The Best Way to Do Single-Leg Exercises for Booty Gains



Axially loaded, bilateral exercises [which are done while standing on two feet with the resistance directed downward (e.g. gravity)] are widely regarded as being awesome. After all, who doesn’t love to squat and deadlift?

If there’s one knock on these exercises, though, it’s that they don’t do a great job of targeting the booty (AKA "dat ass"), especially in the range of motion it needs it the most: full hip extension, or even a small degree of hyperextension.

Luckily (for all the booties out there), somewhere along the line single-leg versions of the squat and deadlift came along. Due to their narrower base of support (one footprint instead of the area between two), these exercises require tremendous balance and hip stability (i.e. booty work), which may even make them more specific to sports.

This specificity has led some strength coaches to favor single-leg exercises over their bilateral counterparts (while others berate said freethinkers for abandoning tradition). I certainly can’t blame the unilateral proponents, although as an amputee I’m admittedly biased. My personal favorites, by the way, are reverse lunges, single-leg Romanian deadlifts (RDL), and step-ups.



The Best Way to Do Single-Leg Exercises for Booty Gains

Regardless of whether exercises on one leg or two lead to better performance on the field or court, one thing is for sure: single-leg exercises work the booty a whole lot more -- especially when performed with the twist I’m about to describe.

During single-leg exercises, not only do the glutes work to extend the hip in the sagittal plane, but they’re also active isometrically in the other two planes of motion. That is, they prevent unwanted rotation and side-to-side motion in the transverse and frontal planes, respectively.


And here’s the twist. Because the non-working leg is free to move in space during single-leg exercises, there’s actually a way to take the working hip through a larger range of motion than normal (i.e. into hip hyperextension). You simply "step through" with non-working leg.

[Note: While hyperextension may sound dangerous, it actually isn’t so. Most people have up to 30° of available hyperextension at their hips. In fact, this is actually how lots of people perform walking lunges. We’re just applying the concept to other single-leg exercises.]

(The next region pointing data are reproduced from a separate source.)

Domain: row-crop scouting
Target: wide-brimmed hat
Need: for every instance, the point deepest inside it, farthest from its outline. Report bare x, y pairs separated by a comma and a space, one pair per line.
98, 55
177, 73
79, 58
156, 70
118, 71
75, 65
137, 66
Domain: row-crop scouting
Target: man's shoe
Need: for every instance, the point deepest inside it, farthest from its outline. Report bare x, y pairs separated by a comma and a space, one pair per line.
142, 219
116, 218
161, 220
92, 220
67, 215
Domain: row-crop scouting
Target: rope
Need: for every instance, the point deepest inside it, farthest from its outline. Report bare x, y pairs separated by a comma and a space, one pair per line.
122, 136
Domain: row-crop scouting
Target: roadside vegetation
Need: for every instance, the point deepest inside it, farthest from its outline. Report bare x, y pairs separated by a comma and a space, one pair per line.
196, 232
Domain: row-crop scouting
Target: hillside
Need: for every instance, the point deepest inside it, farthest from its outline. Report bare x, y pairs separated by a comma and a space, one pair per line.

To perform the step-through, all you have to do is swing the non-working leg in front of your body by about a foot length at the end of each rep, as if to take a small step forward. At the same time, contract the glute of the working leg forcefully.

The step-through can be applied to a variety of single-leg exercises, including my favorites, the reverse lunge, single-leg RDL, step-up. See the videos below for a visual. Notice in particular how forcefully Mikaela is able to perform the entire concentric phase of each rep. (Great job, Mikaela!)

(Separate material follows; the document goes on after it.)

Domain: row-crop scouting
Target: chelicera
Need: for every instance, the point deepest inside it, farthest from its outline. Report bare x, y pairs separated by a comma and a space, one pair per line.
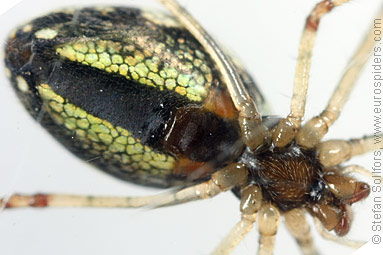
282, 169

Note: For the reverse lunge, there may be a tendency to come up onto the toes of the working leg during the step-through. This is a perfectly acceptable variation, provided the heel remains on the ground while coming up from the bottom of the lunge. See this video for a demonstration.

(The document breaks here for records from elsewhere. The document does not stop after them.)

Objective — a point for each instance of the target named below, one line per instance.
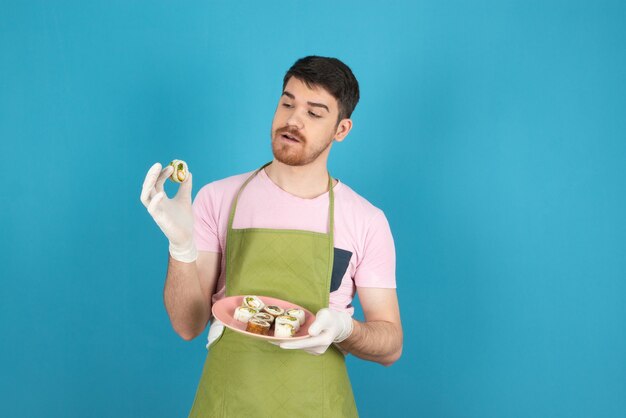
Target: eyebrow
(313, 104)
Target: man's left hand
(329, 327)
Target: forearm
(185, 301)
(378, 341)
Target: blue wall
(492, 133)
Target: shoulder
(223, 188)
(351, 201)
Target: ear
(343, 128)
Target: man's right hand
(174, 216)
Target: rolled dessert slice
(258, 326)
(243, 313)
(252, 302)
(284, 330)
(180, 171)
(265, 317)
(298, 313)
(286, 319)
(273, 310)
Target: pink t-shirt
(364, 249)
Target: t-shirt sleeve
(205, 227)
(377, 267)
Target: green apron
(245, 376)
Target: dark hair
(331, 74)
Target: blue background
(492, 134)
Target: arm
(191, 275)
(379, 338)
(188, 291)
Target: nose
(294, 120)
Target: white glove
(329, 327)
(174, 216)
(215, 330)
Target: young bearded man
(287, 230)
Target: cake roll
(253, 302)
(291, 320)
(264, 316)
(180, 171)
(274, 310)
(298, 313)
(243, 313)
(258, 326)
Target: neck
(307, 181)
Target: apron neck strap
(331, 198)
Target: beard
(296, 153)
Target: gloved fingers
(165, 173)
(215, 331)
(148, 183)
(323, 320)
(155, 202)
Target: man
(287, 230)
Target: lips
(290, 136)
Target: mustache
(291, 131)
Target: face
(305, 124)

The step-through has a slew of benefits:
  1. As I mentioned, it takes the working hip into hyperextension, which is actually where the glute activates most strongly.*
  2. It allows the working hip to extend hard and fast throughout the entire range of motion, rather than having to put the breaks on early as you near the standing position.
  3. It more directly mimics human locomotion (i.e. walking and running).
  4. It looks cool.
  5. It'll make you taller.

Okay, maybe the last one or two are a stretch. But seriously, give the step-through a try on your next few sets of single-leg exercises. You (and your booty) won’t regret it.


This is actually a picture of padded underwear,
but it doubles as the perfect sham before and after!